Decidi abandonar o navio antes de este zarpar para o verão europeu, pois vivi um episódio cruel. Quando o navio estava em Salvador, peguei alguma virose forte. Para não trabalhar era preciso passar pela consulta médica e obter um atestado.
Em alto mar só há um médico, o da própria empresa, que sem maiores questionamentos disse que eu não estava doente, embora eu mal conseguisse parar em pé. Decidi abandonar o barco no próximo porto.
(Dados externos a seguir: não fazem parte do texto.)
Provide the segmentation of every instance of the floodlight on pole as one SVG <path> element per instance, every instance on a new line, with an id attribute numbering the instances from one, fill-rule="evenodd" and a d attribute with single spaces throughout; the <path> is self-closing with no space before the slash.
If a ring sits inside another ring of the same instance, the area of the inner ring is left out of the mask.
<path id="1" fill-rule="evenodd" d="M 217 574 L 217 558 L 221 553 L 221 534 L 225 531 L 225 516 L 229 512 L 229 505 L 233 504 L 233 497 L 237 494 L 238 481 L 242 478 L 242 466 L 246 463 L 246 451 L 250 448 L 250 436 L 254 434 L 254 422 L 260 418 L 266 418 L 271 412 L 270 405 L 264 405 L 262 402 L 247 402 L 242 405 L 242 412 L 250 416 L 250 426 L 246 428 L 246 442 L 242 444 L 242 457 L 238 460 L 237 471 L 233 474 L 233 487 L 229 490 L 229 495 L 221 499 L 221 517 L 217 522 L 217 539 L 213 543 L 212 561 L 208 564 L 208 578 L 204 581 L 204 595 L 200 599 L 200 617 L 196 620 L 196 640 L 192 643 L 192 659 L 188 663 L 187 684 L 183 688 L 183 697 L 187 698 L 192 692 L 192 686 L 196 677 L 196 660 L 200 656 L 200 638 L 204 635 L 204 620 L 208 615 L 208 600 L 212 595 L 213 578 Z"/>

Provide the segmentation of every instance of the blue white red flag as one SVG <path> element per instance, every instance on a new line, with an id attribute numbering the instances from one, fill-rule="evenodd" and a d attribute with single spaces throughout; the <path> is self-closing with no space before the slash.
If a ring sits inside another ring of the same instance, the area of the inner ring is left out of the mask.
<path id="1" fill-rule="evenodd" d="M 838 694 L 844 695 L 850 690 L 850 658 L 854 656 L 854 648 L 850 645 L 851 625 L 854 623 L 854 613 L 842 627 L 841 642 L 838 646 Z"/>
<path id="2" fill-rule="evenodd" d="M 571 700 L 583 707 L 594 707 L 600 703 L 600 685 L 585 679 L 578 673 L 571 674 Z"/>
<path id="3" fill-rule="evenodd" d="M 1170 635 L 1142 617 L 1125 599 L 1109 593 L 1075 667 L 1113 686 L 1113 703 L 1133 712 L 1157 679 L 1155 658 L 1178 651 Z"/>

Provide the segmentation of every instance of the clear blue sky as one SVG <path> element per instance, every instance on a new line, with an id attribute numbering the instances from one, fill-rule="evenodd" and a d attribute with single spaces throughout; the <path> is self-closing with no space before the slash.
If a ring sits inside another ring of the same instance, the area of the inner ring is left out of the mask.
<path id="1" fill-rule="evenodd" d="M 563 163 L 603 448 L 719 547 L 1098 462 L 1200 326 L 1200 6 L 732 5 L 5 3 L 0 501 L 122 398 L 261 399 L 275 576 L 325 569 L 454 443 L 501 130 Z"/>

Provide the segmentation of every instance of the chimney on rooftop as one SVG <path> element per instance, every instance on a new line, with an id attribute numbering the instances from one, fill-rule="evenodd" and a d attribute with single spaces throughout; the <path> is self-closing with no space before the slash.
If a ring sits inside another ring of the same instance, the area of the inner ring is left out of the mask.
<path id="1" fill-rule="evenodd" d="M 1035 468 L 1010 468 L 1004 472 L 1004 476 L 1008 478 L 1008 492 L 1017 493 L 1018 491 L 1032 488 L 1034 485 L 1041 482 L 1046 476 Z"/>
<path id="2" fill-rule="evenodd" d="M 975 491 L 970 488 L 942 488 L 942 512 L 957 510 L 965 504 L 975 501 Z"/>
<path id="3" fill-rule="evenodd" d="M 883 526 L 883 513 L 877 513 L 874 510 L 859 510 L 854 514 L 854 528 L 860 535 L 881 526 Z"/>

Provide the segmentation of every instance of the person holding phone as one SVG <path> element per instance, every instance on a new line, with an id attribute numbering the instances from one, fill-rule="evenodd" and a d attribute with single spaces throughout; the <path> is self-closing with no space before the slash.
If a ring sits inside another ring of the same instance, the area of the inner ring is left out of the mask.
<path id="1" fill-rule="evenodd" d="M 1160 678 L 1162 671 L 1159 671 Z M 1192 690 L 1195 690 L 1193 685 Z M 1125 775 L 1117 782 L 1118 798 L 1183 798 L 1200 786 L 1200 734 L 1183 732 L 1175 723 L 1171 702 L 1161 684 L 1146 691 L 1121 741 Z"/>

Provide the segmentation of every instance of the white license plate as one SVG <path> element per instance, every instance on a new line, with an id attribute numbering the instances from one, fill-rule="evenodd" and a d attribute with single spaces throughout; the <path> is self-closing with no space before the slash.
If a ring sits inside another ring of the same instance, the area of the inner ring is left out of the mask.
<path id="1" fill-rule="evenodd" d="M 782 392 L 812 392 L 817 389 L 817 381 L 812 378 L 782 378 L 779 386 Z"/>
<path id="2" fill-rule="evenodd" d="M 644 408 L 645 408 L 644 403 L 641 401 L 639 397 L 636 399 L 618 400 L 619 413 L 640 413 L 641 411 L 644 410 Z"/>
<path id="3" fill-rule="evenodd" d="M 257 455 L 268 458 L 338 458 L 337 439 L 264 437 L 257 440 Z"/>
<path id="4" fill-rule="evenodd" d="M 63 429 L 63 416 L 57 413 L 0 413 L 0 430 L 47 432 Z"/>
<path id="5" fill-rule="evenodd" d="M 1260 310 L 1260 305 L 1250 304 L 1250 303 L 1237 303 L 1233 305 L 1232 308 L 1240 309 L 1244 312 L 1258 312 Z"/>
Desde que trabalhei neste cruzeiro, soube por meio de colegas que permanecem neste regime que pouco ou nada mudou.
Quase sempre pensamos que o trabalho correlato à escravidão acontece nos grotões do Brasil. Mas a verdade é que ele também acontece nos centros da riqueza nacional. Nas casas das elites com empregadas domésticas semiescravas, sem direitos. Em confecções paulistanas repletas de bolivianos e outros estrangeiros quase sem nenhuma autonomia. E também em navios de cruzeiro.
Em setembro passado, o Tribunal Superior do Trabalho determinou que os cruzeiros deveriam contratar brasileiros seguindo regras da CLT. Trata-se de uma reparação ao entendimento anterior de 2020, que previa que os contratos deveriam seguir leis internacionais, sempre muito permissivas.
A decisão de 2020 havia sido até endossada pelo então presidente Jair Bolsonaro, que sob a desculpa de "desburocratizar" o serviço náutico, intencionava expandir o turismo no Brasil. Nada de novo no front: é o vale tudo capitalista de sempre na conta do brasileiro. Será que a nova legislação vai pegar? Em quanto tempo haverá fiscalização de fato?
Na época em que trabalhei no cruzeiro, aquele formato de exploração global era novidade. Hoje em dia tem até nome, "uberização" ou "ifoodização", em irônica referência aos aplicativos que buscam "parceiros" para os ônus, mas nunca para o lucro.
É uma pena que um ídolo como Neymar não se mostre à altura desse drama da desigualdade nacional. Luxo exagerado e exploração intensa são parte constitutiva da identidade nacional. Neymar, como muitos brasileiros, não quer ver essa realidade.